Я села в кресло и нахмурилась.
– Значит, все дело во мне, а не во Фло?
– В этом доме есть только один человек, ради которого я готов свернуть горы, – это ты. Больно думать, что ты превратишься в замученную, усталую женщину, каких полно в Сиднее, – с детьми, цепляющимися за юбки, и мужьями, которые не вылезают из пивных, – объяснял он, вышагивая по комнате.
– Бог ты мой! – слабо протянула я. – Стало быть, ты влюблен в меня? Потому и?..
– Ты слепа, как летучая мышь, Харриет, – перебил он. – Я еще могу понять, почему ты втюрилась в этого специалиста по костям, Форсайта, но твоя привязанность к Фло меня удивляет.
– Какой ужас… – выговорила я.
– Почему? Потому что ты меня не любишь? Я привык, как-нибудь переживу.
– Нет, все дело в том, что так в любви не признаются, – попыталась объясниться я. – Говорить о ней надо так, чтобы мне захотелось ответить, а ты твердишь о любви, недостойной взрослого мужчины! Тоби, я не могу объяснить свою любовь к Фло: я просто увидела ее в первый раз и поняла, что люблю, вот и все.

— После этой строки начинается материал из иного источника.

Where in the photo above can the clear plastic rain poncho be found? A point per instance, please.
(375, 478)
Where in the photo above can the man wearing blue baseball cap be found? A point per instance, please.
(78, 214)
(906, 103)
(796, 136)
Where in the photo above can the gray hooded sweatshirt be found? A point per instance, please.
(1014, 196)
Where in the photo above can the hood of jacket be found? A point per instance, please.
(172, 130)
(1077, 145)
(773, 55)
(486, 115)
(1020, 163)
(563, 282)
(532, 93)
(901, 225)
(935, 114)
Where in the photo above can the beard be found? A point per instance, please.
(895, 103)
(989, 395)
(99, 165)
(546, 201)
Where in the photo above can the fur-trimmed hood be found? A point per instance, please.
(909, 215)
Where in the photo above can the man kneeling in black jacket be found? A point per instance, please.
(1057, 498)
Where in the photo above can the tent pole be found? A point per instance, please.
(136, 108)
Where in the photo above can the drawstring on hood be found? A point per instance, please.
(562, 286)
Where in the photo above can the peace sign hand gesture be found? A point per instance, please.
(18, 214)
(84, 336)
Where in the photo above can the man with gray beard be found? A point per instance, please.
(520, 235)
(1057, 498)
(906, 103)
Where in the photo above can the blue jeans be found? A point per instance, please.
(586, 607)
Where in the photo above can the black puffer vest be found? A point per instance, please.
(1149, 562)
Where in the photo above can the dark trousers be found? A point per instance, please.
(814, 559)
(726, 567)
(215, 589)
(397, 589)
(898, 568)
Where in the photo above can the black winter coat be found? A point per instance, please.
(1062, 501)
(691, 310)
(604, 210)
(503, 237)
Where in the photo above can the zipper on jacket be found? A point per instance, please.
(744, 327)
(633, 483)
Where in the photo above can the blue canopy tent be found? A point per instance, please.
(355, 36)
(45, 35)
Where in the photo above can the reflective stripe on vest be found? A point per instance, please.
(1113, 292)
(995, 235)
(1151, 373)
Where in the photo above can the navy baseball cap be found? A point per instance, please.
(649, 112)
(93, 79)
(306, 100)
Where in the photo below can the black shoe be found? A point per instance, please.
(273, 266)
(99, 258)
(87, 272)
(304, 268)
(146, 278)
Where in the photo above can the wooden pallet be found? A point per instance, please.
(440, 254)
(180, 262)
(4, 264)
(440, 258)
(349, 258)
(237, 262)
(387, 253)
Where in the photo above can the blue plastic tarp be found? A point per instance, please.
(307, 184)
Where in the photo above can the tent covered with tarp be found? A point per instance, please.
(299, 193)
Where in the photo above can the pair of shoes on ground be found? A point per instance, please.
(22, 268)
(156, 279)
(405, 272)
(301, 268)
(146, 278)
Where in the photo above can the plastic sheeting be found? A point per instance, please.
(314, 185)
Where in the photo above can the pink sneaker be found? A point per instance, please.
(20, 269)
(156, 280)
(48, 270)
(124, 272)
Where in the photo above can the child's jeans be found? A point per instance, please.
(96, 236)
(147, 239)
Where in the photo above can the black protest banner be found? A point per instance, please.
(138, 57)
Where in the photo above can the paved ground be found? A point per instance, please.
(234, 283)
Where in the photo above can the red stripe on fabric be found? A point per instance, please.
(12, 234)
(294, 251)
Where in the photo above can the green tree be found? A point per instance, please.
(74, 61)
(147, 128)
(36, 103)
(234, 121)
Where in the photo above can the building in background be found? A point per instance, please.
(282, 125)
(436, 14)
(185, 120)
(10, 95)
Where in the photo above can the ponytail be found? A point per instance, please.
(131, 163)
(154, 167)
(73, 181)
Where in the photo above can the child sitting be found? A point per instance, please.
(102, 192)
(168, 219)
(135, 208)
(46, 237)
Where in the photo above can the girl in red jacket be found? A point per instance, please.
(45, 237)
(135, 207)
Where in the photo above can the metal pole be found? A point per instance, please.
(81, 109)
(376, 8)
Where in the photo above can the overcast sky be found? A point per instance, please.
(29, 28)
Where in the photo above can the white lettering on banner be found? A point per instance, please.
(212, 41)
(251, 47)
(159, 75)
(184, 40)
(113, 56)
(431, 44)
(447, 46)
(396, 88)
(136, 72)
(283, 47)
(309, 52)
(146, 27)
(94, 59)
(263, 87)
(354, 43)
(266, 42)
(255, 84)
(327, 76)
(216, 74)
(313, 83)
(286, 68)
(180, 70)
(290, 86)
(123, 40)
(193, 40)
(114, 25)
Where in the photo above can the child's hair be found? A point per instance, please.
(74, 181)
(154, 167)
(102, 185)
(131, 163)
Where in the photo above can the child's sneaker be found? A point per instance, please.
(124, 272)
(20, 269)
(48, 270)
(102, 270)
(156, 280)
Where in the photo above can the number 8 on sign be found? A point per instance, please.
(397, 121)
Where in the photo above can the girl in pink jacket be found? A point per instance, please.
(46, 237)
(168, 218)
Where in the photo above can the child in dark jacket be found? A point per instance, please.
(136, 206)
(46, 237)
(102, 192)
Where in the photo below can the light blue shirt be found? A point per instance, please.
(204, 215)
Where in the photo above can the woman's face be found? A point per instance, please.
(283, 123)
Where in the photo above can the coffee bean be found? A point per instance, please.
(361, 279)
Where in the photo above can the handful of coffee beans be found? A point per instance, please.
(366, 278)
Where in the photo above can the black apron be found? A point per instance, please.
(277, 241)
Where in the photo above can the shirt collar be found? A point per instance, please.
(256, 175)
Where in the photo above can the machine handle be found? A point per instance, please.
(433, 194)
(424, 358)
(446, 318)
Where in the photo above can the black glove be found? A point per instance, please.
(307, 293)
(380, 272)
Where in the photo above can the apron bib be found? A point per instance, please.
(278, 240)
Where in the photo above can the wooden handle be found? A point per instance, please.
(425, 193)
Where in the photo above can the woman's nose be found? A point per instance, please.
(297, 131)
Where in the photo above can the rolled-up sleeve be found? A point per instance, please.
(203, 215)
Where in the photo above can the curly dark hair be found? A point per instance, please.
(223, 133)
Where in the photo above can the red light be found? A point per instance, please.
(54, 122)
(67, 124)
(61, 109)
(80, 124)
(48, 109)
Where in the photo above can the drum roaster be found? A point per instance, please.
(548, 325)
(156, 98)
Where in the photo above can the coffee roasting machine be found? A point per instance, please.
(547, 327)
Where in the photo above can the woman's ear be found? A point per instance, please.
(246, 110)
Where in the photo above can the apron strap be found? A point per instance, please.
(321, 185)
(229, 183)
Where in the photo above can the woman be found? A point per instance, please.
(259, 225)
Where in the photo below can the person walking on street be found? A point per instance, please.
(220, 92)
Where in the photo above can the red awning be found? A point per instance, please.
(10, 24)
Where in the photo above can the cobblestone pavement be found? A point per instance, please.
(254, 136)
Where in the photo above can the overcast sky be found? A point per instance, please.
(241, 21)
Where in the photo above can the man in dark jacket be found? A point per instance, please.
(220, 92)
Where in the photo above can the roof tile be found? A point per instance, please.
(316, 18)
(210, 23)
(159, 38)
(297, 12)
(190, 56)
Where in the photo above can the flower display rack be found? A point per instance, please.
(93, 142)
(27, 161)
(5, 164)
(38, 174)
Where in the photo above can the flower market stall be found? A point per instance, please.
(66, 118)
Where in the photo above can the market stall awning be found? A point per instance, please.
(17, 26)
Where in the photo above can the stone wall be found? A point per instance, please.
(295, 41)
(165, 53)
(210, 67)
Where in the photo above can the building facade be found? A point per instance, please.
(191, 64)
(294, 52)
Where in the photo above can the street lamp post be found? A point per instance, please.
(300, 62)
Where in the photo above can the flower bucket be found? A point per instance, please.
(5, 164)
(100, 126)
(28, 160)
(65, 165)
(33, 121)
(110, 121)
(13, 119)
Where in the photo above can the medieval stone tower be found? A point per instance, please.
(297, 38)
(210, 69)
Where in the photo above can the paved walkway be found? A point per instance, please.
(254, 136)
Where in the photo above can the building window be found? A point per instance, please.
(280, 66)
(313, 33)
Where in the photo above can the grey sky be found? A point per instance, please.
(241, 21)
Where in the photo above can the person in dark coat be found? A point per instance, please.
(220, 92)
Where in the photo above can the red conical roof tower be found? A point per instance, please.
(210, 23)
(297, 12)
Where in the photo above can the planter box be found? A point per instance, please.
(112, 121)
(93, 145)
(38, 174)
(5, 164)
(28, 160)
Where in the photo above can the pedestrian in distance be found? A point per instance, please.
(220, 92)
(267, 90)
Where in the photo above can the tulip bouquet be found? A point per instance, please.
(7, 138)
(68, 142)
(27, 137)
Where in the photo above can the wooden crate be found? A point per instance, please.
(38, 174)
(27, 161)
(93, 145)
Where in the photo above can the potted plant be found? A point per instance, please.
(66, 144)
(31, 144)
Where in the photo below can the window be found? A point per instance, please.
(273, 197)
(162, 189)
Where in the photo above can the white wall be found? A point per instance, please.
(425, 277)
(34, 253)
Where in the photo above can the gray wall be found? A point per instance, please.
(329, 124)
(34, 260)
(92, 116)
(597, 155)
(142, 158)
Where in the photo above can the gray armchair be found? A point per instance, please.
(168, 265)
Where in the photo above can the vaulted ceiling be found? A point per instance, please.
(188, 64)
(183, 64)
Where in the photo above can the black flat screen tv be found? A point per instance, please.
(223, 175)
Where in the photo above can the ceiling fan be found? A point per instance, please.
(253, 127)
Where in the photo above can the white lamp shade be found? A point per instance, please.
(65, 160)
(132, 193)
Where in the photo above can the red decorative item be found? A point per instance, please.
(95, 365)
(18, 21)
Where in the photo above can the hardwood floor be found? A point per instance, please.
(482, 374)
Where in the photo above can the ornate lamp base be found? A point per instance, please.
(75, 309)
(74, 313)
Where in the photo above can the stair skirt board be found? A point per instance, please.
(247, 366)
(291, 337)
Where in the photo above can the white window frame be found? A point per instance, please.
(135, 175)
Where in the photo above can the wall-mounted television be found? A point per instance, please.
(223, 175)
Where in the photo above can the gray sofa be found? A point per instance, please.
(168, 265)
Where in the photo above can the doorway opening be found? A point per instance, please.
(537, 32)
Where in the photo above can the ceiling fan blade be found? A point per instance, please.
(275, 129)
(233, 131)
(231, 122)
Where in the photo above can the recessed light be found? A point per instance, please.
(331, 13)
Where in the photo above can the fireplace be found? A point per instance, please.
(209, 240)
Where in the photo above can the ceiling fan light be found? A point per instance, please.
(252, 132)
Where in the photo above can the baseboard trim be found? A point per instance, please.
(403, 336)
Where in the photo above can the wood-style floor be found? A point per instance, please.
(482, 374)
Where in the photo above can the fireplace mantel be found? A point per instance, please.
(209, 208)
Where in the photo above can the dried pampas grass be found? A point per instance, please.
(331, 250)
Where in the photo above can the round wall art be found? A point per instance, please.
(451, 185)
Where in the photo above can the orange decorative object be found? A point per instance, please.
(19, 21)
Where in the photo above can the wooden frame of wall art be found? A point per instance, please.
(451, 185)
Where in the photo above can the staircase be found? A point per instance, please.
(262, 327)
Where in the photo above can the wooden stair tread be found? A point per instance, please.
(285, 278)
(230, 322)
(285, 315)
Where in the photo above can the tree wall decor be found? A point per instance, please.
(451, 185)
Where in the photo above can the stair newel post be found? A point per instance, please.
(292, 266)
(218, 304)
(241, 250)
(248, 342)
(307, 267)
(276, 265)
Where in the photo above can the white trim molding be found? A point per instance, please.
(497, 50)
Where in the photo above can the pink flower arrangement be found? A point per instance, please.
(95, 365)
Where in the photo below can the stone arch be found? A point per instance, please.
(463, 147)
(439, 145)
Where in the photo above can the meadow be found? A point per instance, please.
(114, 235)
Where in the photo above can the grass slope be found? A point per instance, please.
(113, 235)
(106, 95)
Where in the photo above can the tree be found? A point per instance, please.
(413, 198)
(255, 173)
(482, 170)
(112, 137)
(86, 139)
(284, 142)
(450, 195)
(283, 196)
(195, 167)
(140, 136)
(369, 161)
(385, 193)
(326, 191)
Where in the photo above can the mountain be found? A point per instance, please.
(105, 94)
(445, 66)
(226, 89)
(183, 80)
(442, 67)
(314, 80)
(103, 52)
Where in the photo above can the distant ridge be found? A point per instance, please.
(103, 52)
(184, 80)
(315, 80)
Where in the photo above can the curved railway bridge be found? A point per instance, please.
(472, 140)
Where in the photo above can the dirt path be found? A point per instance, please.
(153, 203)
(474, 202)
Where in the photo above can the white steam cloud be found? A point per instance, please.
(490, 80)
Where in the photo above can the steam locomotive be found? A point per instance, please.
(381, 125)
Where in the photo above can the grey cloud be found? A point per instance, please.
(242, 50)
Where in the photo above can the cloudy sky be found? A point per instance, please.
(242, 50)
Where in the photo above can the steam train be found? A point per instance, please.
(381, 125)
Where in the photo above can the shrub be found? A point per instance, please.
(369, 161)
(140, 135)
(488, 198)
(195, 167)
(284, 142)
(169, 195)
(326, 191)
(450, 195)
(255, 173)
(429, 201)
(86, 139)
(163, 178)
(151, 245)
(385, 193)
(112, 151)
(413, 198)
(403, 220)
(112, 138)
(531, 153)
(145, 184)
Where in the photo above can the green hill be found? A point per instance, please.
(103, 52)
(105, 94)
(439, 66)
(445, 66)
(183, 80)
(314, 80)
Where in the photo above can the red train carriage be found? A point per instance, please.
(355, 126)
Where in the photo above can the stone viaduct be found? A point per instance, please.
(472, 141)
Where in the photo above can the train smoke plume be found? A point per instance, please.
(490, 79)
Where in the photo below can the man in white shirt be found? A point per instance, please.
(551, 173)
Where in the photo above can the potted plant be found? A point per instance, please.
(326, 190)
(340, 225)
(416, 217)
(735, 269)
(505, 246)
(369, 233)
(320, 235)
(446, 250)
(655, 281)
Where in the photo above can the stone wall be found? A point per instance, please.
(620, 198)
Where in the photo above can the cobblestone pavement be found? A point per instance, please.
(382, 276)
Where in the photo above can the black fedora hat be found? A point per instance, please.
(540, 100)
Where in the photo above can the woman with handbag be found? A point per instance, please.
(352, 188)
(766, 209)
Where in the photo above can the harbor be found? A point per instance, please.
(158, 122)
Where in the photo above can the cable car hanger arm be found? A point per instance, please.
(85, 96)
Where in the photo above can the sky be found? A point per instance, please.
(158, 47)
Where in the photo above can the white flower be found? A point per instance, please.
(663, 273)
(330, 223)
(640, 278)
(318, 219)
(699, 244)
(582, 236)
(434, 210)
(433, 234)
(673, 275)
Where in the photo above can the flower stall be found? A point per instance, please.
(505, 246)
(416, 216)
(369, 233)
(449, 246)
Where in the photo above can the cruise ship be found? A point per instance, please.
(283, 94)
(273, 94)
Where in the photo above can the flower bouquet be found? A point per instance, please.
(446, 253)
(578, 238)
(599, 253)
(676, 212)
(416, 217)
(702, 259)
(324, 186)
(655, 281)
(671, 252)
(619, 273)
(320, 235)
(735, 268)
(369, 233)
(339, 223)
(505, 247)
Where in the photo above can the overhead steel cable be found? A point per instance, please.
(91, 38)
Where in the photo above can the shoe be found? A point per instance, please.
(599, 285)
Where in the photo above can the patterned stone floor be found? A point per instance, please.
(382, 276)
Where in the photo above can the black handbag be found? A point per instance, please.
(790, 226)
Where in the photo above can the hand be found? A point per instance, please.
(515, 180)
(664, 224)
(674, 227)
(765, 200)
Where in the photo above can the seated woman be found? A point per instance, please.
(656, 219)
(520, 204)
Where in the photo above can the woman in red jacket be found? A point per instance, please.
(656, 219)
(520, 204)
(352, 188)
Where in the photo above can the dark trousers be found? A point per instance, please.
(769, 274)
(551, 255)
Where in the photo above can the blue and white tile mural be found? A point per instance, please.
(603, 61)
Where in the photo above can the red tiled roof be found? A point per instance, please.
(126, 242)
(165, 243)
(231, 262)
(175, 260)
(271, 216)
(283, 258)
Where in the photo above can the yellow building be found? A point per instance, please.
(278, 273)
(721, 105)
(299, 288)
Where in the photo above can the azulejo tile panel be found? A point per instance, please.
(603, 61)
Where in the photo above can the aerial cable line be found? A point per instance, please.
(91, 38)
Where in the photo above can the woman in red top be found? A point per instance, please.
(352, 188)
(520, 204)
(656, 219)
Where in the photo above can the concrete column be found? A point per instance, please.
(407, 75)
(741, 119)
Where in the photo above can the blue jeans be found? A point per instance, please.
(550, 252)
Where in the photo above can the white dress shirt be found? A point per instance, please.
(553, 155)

– А я люблю тебя с того дня, когда ты подбила глаз болвану Дэвиду, – усмехнулся он. – Так и спец по костям: увидел тебя и сразу влюбился.
– Да, он так говорит. Мы встретились на пандусе в больнице. Значит, мы все влюбились с первого взгляда. Но это ни к чему не привело. Из всех нас только я готова взять на себя ответственность, а вы с Дунканом – нет. – Я поднялась. – Удивительно, правда? – Я подошла к нему, поцеловала кончики своих пальцев и коснулась ими его лба. – Может, когда-нибудь мы во всем разберемся, красавчик. Хе-хе.
Среда
15 марта 1961 года
Прошло два с половиной месяца после смерти миссис Дельвеккио-Шварц, а у нас все по-прежнему. По словам мистера Хаша, скоро будет объявлено, что она умерла, не оставив завещания. Дело направят в суд, потому что по документам мистера Шварца не существовало – впрочем, как и самой Фло. Между тем Фло до сих пор в психиатрическом отделении Королевской больницы: ее всесторонне обследуют – направляют на энцефалограммы, приглашают нейропсихологов. Но Прендергаст и его коллега-профессор ничего не понимают. Энцефалограмма оказалась нормальной, с хорошей высокой амплитудой и характерным альфа-ритмом, который возникает, когда Фло закрывает глаза. Оказывается, существуют даже тесты, позволяющие определить коэффициент интеллекта у немого ребенка – лишь бы он слышал и умел отвечать на вопросы, но Фло не желает отвечать. Она радуется только гостям из Дома. Хотя все врачи и сестры уже хорошо знают ее, Фло наотрез отказывается дружить с теми, кто не живет в Доме.